This topic describes how to use hash joins in parallel queries in PolarDB.

Prerequisites

The PolarDB cluster version is PolarDB for MySQL 8.0 and the revision version is 8.0.2.1.0 or later.

Use hash joins in parallel queries

  • Statement

    PolarDB allows you to execute only the EXPLAIN FORMAT=TREE statement to check whether hash joins are used.

  • Examples

    In the following example, two tables are created and some data is inserted into the two tables.

    CREATE TABLE t1 (c1 INT, c2 INT);
    CREATE TABLE t2 (c1 INT, c2 INT);
    INSERT INTO t1 VALUES (1,1),(2,2),(3,3),(5,5);
    INSERT INTO t2 VALUES (1,1),(2,2),(3,3),(5,5);

    In the following example, the query plan for joining the preceding two tables is returned.

    EXPLAIN FORMAT=TREE
    
     EXPLAIN
     | -> Gather: 4 worker(s)  (cost=10.60 rows=4)
        -> Inner hash join (t2.c1 = t1.c1)  (cost=0.81 rows=1)
            -> Table scan on t2  (cost=0.09 rows=4)
            -> Hash
                -> Table scan on t1 with 0 parallel partitions  (cost=0.16 rows=1)

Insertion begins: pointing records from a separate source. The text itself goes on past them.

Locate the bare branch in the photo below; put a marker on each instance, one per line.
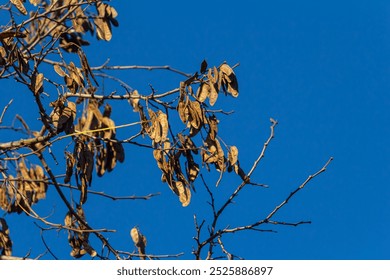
(4, 110)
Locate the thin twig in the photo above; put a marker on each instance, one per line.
(4, 110)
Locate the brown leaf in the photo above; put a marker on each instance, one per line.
(19, 5)
(203, 92)
(233, 155)
(37, 83)
(35, 2)
(5, 240)
(184, 193)
(163, 120)
(203, 67)
(229, 79)
(183, 111)
(134, 100)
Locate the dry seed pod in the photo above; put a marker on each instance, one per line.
(5, 240)
(134, 100)
(139, 241)
(70, 162)
(233, 155)
(37, 83)
(19, 5)
(183, 111)
(58, 69)
(214, 86)
(192, 170)
(203, 92)
(3, 55)
(229, 79)
(163, 120)
(184, 193)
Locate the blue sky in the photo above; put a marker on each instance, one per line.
(321, 68)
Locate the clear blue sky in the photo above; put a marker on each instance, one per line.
(321, 68)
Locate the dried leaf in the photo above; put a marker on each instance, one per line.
(203, 67)
(229, 79)
(19, 5)
(5, 240)
(35, 2)
(183, 111)
(163, 120)
(203, 92)
(70, 162)
(139, 241)
(184, 193)
(103, 29)
(37, 83)
(233, 155)
(134, 100)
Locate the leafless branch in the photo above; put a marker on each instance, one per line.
(4, 110)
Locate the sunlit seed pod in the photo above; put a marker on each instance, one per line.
(135, 235)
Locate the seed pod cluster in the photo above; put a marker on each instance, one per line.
(78, 240)
(20, 193)
(139, 241)
(103, 22)
(223, 80)
(63, 115)
(180, 155)
(96, 145)
(5, 240)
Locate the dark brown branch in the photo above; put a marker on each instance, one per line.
(4, 110)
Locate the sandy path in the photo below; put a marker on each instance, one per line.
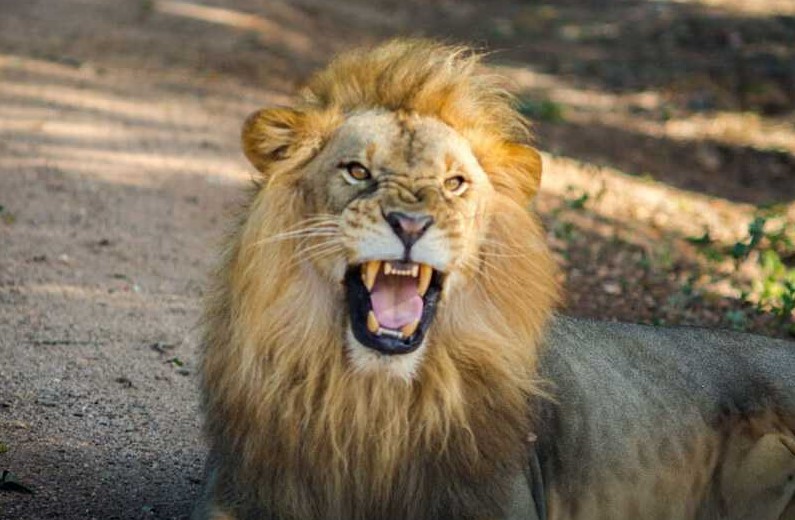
(113, 187)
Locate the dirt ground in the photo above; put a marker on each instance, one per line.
(662, 123)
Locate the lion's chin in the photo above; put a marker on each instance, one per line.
(365, 360)
(391, 305)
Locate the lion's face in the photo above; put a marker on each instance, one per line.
(397, 208)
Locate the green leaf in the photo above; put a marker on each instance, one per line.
(703, 240)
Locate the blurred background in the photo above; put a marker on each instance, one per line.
(668, 134)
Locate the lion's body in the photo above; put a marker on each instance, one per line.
(311, 416)
(656, 422)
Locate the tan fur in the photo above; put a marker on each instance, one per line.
(294, 431)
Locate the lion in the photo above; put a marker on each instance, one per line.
(381, 342)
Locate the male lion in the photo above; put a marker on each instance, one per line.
(372, 339)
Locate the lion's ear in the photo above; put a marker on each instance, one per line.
(518, 171)
(268, 136)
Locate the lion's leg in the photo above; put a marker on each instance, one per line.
(758, 476)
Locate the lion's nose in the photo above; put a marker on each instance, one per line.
(408, 228)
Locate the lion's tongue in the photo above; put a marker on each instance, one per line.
(395, 301)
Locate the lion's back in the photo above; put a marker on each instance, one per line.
(642, 413)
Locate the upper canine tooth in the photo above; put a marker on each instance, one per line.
(426, 272)
(372, 322)
(408, 329)
(369, 272)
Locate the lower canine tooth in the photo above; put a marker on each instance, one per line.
(372, 322)
(390, 332)
(408, 330)
(425, 279)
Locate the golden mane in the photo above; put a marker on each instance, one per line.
(418, 76)
(288, 418)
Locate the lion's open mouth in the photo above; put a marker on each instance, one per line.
(392, 304)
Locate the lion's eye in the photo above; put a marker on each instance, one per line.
(354, 172)
(456, 184)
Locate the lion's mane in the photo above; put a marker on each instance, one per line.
(291, 425)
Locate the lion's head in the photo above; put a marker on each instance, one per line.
(414, 174)
(387, 280)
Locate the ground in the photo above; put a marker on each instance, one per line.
(667, 129)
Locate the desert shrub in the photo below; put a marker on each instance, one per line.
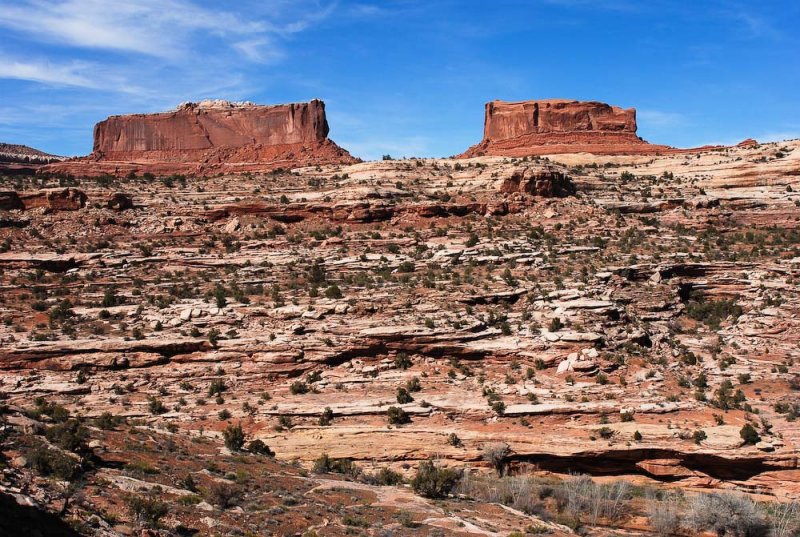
(107, 421)
(749, 434)
(665, 515)
(785, 519)
(222, 494)
(326, 418)
(234, 437)
(52, 462)
(259, 447)
(581, 497)
(146, 510)
(70, 435)
(497, 454)
(454, 440)
(402, 361)
(727, 514)
(156, 406)
(397, 416)
(298, 387)
(217, 387)
(333, 292)
(523, 492)
(55, 411)
(432, 481)
(384, 477)
(403, 396)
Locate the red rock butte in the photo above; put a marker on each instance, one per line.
(211, 137)
(551, 126)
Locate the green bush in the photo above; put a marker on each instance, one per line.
(397, 416)
(432, 481)
(259, 447)
(147, 510)
(234, 437)
(749, 434)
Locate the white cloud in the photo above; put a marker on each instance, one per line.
(780, 136)
(658, 118)
(71, 74)
(158, 28)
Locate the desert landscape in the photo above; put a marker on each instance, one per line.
(222, 323)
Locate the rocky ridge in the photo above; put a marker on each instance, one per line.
(624, 316)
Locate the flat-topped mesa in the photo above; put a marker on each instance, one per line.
(550, 126)
(211, 137)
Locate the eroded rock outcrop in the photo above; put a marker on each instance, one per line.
(9, 201)
(55, 199)
(551, 126)
(544, 182)
(211, 137)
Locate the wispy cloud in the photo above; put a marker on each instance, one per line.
(160, 28)
(71, 74)
(658, 118)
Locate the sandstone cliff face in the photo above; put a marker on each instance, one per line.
(559, 126)
(211, 137)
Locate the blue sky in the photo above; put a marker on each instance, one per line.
(402, 77)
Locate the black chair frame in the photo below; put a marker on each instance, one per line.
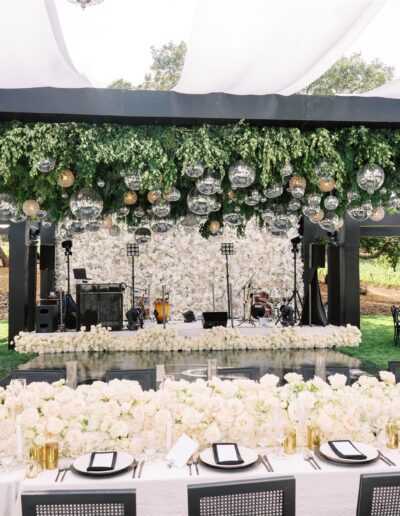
(370, 482)
(65, 499)
(287, 485)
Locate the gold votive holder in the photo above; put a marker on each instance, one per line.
(392, 435)
(51, 455)
(37, 454)
(289, 444)
(313, 437)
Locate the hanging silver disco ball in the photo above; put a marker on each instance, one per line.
(209, 183)
(86, 204)
(46, 164)
(8, 207)
(370, 178)
(142, 235)
(161, 208)
(274, 190)
(194, 170)
(241, 175)
(132, 179)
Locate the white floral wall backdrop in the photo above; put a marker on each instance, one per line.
(186, 264)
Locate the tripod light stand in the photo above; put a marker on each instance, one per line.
(133, 250)
(227, 250)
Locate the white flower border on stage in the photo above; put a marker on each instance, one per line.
(158, 339)
(187, 264)
(120, 416)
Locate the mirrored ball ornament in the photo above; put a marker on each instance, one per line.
(8, 207)
(241, 175)
(142, 235)
(194, 170)
(370, 178)
(161, 208)
(331, 202)
(46, 164)
(273, 191)
(209, 183)
(132, 180)
(86, 204)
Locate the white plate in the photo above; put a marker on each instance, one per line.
(124, 461)
(249, 457)
(369, 451)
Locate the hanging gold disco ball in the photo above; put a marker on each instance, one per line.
(297, 181)
(214, 226)
(30, 208)
(107, 222)
(130, 198)
(65, 178)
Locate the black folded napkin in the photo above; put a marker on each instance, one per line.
(353, 453)
(222, 450)
(99, 463)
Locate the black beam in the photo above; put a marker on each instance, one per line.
(18, 290)
(135, 107)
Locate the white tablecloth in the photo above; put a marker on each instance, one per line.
(163, 492)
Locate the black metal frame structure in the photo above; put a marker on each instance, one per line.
(216, 492)
(137, 107)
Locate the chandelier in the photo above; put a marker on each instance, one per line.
(85, 3)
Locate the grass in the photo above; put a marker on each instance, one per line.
(377, 346)
(9, 359)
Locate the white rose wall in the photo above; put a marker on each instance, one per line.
(186, 264)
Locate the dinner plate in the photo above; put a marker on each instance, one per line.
(249, 457)
(124, 461)
(369, 451)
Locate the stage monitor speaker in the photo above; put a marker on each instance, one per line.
(46, 318)
(99, 307)
(211, 319)
(317, 256)
(47, 257)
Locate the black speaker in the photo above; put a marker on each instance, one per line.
(211, 319)
(46, 318)
(99, 305)
(317, 255)
(47, 257)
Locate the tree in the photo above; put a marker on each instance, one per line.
(166, 67)
(121, 84)
(351, 75)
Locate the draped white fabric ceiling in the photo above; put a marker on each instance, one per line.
(235, 46)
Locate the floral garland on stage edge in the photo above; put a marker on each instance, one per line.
(120, 416)
(157, 339)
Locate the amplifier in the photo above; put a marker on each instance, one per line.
(99, 304)
(211, 319)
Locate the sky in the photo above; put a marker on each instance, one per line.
(112, 40)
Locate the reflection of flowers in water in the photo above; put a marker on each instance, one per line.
(118, 415)
(186, 264)
(158, 339)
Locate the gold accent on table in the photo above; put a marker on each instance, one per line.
(313, 437)
(51, 455)
(289, 444)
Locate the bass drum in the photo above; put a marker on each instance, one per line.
(257, 310)
(158, 310)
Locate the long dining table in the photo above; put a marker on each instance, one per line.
(162, 491)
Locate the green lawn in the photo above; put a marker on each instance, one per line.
(377, 346)
(9, 359)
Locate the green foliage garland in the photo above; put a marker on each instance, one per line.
(161, 155)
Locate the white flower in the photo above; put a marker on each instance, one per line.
(387, 377)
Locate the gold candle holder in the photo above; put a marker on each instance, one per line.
(51, 455)
(37, 454)
(313, 437)
(289, 445)
(392, 435)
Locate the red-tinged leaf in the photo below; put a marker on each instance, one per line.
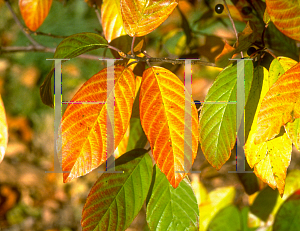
(279, 104)
(84, 131)
(142, 17)
(162, 113)
(116, 198)
(34, 12)
(285, 16)
(112, 22)
(3, 131)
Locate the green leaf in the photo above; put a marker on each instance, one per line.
(264, 203)
(218, 121)
(172, 209)
(70, 47)
(288, 215)
(116, 198)
(228, 219)
(218, 199)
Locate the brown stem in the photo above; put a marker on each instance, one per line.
(232, 22)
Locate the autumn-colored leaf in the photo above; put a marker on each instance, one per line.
(293, 132)
(116, 198)
(70, 47)
(112, 22)
(162, 113)
(270, 159)
(285, 16)
(142, 17)
(84, 126)
(279, 104)
(217, 126)
(3, 130)
(34, 12)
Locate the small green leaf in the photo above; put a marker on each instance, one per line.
(70, 47)
(218, 121)
(288, 215)
(228, 219)
(172, 209)
(116, 198)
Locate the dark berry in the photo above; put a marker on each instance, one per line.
(246, 10)
(251, 50)
(219, 8)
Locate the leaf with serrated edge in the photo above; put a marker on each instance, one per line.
(34, 12)
(218, 121)
(3, 130)
(70, 47)
(278, 105)
(270, 159)
(162, 111)
(172, 209)
(112, 22)
(116, 198)
(285, 16)
(142, 17)
(83, 126)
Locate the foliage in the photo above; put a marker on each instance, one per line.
(153, 104)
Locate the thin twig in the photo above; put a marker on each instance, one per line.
(132, 45)
(44, 34)
(20, 25)
(232, 22)
(98, 14)
(33, 48)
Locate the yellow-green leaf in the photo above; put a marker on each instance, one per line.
(3, 130)
(279, 105)
(112, 22)
(142, 17)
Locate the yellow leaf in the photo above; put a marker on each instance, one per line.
(142, 17)
(278, 105)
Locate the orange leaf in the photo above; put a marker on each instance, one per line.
(3, 131)
(34, 12)
(162, 113)
(279, 104)
(285, 16)
(142, 17)
(112, 22)
(83, 126)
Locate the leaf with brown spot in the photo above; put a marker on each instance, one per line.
(279, 104)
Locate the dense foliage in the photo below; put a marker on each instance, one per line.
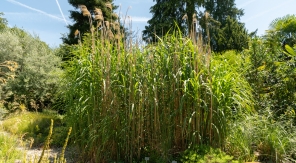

    In the preceding parallel query plan, the degree of parallelism (DOP) of 4 is used. This indicates that PolarDB uses four workers to perform parallel queries. Four workers scan table t1 in parallel. Each worker uses only part of data in table t1 to create a hash table. Then, a JOIN operation is performed between the four hash tables and table t2. A leader gathers the joined results to generate final query results.